When Kyle Shanahan left the Falcons to take the head coaching job in San Francisco, Atlanta head coach Dan Quinn began vetting Sarkisian. When he spoke to two of Sarkisian’s former bosses, Nick Saban and Pete Carroll, it wasn’t about the man’s football acumen, but his character.

And Sarkisian was up front with Quinn, which helped.

“His transparency made me feel at ease, where I didn’t want to dance around it,” Quinn said. “He said, ‘Dan, honestly let’s talk about it.’ And it actually helped him knowing he can help other people.”

Sarkisian said he talks about his alcoholism because he thinks it’s important.

“It’s an ugly disease that I don’t wish upon anybody.

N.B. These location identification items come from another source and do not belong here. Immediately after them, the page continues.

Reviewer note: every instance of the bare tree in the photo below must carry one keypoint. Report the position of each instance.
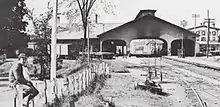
(85, 8)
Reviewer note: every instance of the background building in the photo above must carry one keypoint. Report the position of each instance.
(201, 41)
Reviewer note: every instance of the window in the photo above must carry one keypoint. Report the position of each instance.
(213, 39)
(203, 32)
(203, 39)
(198, 32)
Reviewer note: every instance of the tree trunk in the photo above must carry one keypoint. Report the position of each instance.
(85, 37)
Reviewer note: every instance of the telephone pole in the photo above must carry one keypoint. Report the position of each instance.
(195, 16)
(54, 42)
(208, 20)
(183, 23)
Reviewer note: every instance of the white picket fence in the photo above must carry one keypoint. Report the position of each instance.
(74, 84)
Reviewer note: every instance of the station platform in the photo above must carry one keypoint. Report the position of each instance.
(212, 62)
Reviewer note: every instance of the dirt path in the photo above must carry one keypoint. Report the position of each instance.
(178, 78)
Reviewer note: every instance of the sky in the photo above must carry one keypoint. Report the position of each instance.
(173, 11)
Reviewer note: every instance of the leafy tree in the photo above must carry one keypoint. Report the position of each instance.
(85, 10)
(12, 25)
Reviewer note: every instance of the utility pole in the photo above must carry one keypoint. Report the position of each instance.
(208, 20)
(54, 42)
(195, 16)
(88, 45)
(183, 23)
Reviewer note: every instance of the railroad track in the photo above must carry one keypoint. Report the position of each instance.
(192, 88)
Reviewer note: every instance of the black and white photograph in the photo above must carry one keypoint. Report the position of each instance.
(109, 53)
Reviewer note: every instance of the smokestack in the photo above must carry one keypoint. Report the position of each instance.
(201, 24)
(96, 18)
(213, 25)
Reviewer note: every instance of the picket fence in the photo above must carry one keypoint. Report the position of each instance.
(74, 84)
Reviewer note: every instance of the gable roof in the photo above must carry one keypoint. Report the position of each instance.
(201, 26)
(149, 16)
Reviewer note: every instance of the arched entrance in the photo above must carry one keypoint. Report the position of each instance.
(115, 46)
(188, 45)
(148, 47)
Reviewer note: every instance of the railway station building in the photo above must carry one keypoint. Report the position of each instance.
(146, 26)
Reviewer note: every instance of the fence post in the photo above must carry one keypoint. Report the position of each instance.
(71, 85)
(87, 78)
(19, 101)
(79, 83)
(75, 85)
(84, 79)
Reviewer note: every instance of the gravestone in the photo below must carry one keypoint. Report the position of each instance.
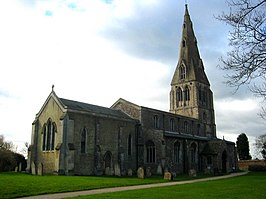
(168, 176)
(192, 173)
(148, 172)
(140, 173)
(117, 170)
(33, 169)
(40, 169)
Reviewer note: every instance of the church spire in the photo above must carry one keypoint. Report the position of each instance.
(189, 56)
(190, 94)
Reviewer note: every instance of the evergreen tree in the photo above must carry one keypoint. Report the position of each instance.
(242, 145)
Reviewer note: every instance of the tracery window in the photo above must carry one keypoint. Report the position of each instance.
(186, 127)
(186, 94)
(179, 95)
(182, 72)
(49, 130)
(129, 143)
(150, 152)
(83, 139)
(176, 152)
(193, 153)
(156, 121)
(172, 126)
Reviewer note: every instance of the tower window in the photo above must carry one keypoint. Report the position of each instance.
(182, 72)
(49, 131)
(186, 94)
(185, 127)
(83, 140)
(179, 94)
(129, 149)
(176, 152)
(183, 43)
(172, 124)
(156, 121)
(150, 152)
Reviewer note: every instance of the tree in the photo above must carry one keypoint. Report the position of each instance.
(9, 159)
(242, 145)
(260, 144)
(246, 62)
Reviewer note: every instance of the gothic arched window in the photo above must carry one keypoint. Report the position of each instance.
(49, 131)
(185, 127)
(108, 160)
(83, 139)
(186, 94)
(193, 156)
(150, 152)
(179, 94)
(44, 138)
(176, 152)
(156, 121)
(172, 126)
(129, 145)
(182, 72)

But I know there are others out there who struggle with it, that are trying to figure out what to do with it and how to deal with it,” he said. “If I can be a guy who helps someone in a way, gosh, that would be so fulfilling.”

 

Sarkisian hasn’t made any major changes to the Atlanta offense he inherited since arriving – why would he? – and players have been complimentary of his approach, with Devonta Freeman calling him a “players’ coach.”

The 43-year old believes a large part of being a good communicator is listening, and also acknowledges that Falcons players, unlike his players at previous stops (Sarkisian’s first NFL job, with the Raiders, lasted just one year), are professionals.

Both Sarkisian and his new players recognize that he’s still learning each player’s strengths and weaknesses, but told Jones he feels good doing what’s best for himself.

“For me, to get to this point has been really comforting,” he says. “I feel good in knowing the things that I’m doing, whether personally or professionally, are what are best for Steve Sarkisian. And in turn the best version of Steve Sarkisian is what is best for the Atlanta Falcons and these players and Dan Quinn and Arthur [Blank] and Thomas [Dimitroff]. I feel good about that approach.”